No dia 12 dezembro de 1913 reuniu-se em Juazeiro uma assembleia dissidente composta por deputados oposicionistas, e declarou-se a ilegalidade do governo de Franco Rabelo. Nomeou-se nessa ocasião um governo paralelo, tendo Floro Bartolomeu como presidente provisório.

A resposta de Rabelo foi rápida. No dia 15 de dezembro, as tropas estaduais estacionadas no Crato, sob o comando do coronel Ladislau Lourenço, deram início às operações de invasão a Juazeiro.

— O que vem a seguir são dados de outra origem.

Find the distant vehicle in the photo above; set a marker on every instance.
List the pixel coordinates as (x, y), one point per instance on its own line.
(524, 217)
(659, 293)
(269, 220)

No dia 20, a cidade santa foi ocupada pelas tropas do governo, tendo à frente o coronel Alípio Lopes, escolhido pessoalmente por Rabelo para dar fim à sedição.

Embora as investidas oficiais tenham provocado muita tensão em Juazeiro, a resistência dos fiéis de Padre Cícero, aliada ao ataque dos cangaceiros reunidos por Floro Bartolomeu, conseguiu vencer as forças oficiais. Cercada por tropas rabelistas, a cidade santa enfrentou a fome e a falta de munição. Apesar das dificuldades, o moral da tropa que entoava cânticos em louvor de Padre Cícero conseguiu resistir e contra-atacar. Graças a essa ofensiva, no dia 24 de janeiro de 1914 Crato foi ocupada por homens comandados por Bartolomeu. Seguiu-se a tomada de Barbalha. As cidades foram pilhadas, e com o espólio Juazeiro pôde se recompor da escassez de víveres e de munição em que se encontrava desde os ataques das forças rabelistas. Em marcha a pé e via estrada de ferro, os sediciosos de Juazeiro, tal como eram denominados, ocuparam Miguel Calmon, Senador Pompeu, Quixeramobim até marchar sobre Fortaleza, a 19 de março de 1914.

Conforme plano firmado pelo governo sob a liderança do senador Pinheiro Machado, seguiu para a capital cearense uma tropa federal para apoiar os revoltosos. Foi decretado o estado de sítio no Ceará, e o general Fernando Setembrino de Carvalho foi nomeado interventor no estado. Franco Rabelo deixou o governo e rumou para o Rio de Janeiro no dia 24 de março de 1914.

Estava concluída a revolução de Juazeiro. Como troféu, a Nova Jerusalém foi elevada à categoria de cidade a 23 de julho do mesmo ano, e Padre Cícero Romão Batista foi consagrado como um dos mais proeminentes coronéis da política republicana do país.

 

Rogério Rosa

 

FONTES: CAMURÇA, M. Marretas; CARONE, E. Republica; CARVALHO, F. Memórias;  DELLA CAVA, R. Milagre; FACÓ, R. Cangaceiros.